17. A method for selective separation of one or more target cations from a source liquid containing the target cations and one or more competing ionic species, comprising:

flowing the source liquid through the system of claim 15, between an anion exchange membrane facing anode and the crown ether based layer on the anode facing side of the membrane for target cation separation;

flowing a product stream through the system, between the cation exchange membrane on the cathode facing side of the membrane for target cation separation and the first anion exchange membrane; and

applying an electric field between the anode and the cathode,

wherein one or more target cations in the source liquid are selectively bound by the crown ether based layer and transport through the crown ether based layer and the cation exchange membrane of the membrane for target cation separation into the product stream for recovery of the one or more target cations.

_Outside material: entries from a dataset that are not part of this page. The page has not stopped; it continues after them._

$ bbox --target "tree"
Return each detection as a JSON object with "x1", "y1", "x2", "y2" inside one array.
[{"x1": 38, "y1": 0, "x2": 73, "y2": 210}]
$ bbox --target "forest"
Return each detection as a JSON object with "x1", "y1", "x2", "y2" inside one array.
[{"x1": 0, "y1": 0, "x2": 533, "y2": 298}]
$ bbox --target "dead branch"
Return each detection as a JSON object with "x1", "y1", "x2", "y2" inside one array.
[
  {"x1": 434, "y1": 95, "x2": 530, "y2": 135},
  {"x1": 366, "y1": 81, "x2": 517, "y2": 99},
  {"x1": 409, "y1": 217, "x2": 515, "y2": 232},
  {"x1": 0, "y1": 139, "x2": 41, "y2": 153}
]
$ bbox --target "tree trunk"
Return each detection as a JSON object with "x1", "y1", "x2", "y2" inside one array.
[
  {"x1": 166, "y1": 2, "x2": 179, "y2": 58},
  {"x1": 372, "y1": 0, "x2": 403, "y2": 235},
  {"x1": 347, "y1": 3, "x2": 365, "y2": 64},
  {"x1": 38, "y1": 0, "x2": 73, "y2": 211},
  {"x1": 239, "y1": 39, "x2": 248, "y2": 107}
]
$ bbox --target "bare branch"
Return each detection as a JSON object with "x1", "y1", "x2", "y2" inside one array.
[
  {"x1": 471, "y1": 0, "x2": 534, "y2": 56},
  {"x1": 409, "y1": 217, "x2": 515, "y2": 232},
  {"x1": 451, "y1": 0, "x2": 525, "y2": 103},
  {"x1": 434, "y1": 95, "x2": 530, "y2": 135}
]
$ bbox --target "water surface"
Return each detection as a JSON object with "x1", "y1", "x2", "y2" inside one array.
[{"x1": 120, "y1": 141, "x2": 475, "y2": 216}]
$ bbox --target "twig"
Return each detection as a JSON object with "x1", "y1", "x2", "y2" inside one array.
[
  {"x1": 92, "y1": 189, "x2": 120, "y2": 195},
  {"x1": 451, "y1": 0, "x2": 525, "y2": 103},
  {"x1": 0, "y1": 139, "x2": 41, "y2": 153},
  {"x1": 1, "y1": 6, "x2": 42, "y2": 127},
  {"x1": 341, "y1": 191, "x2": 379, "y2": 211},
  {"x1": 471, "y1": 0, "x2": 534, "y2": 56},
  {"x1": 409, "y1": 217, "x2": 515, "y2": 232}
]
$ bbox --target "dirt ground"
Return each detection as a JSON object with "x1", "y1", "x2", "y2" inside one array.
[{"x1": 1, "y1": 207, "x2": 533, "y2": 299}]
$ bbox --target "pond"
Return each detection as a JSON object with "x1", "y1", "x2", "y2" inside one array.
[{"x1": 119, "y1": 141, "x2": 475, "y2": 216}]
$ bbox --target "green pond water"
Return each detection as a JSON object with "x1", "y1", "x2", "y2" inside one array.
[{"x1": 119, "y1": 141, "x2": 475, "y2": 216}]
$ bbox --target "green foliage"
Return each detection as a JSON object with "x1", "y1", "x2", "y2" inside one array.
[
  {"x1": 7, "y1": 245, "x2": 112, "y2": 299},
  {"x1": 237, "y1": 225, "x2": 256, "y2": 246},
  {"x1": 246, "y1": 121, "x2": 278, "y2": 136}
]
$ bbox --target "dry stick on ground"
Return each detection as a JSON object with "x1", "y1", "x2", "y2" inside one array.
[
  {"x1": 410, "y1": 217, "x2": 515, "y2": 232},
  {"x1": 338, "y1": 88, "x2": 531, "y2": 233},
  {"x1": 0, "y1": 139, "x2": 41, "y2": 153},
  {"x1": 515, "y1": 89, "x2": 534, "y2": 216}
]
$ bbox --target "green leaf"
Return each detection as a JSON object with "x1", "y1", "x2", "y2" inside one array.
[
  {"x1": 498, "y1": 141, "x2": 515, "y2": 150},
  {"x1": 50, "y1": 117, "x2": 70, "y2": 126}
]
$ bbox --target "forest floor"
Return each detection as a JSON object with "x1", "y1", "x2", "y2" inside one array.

18. The method of claim 17, wherein the source liquid is flowed at a rate of about 0.1 liters per hour to about 150 liters per hour and/or the product stream is flowed at a rate of about 0.1 liters per hour to about 150 liters per hour.

19. A method of making the membrane of claim 1, comprising:

applying a crown ether based layer onto a cation exchange membrane, wherein the crown ether based layer comprises crown ether-based monomers or polymers capable of selectively binding the target cation.

20. The method of claim 19, wherein the crown ether based layer is applied onto the cation exchange membrane by coating, or casting, or layer-by-layer interfacial polymerization.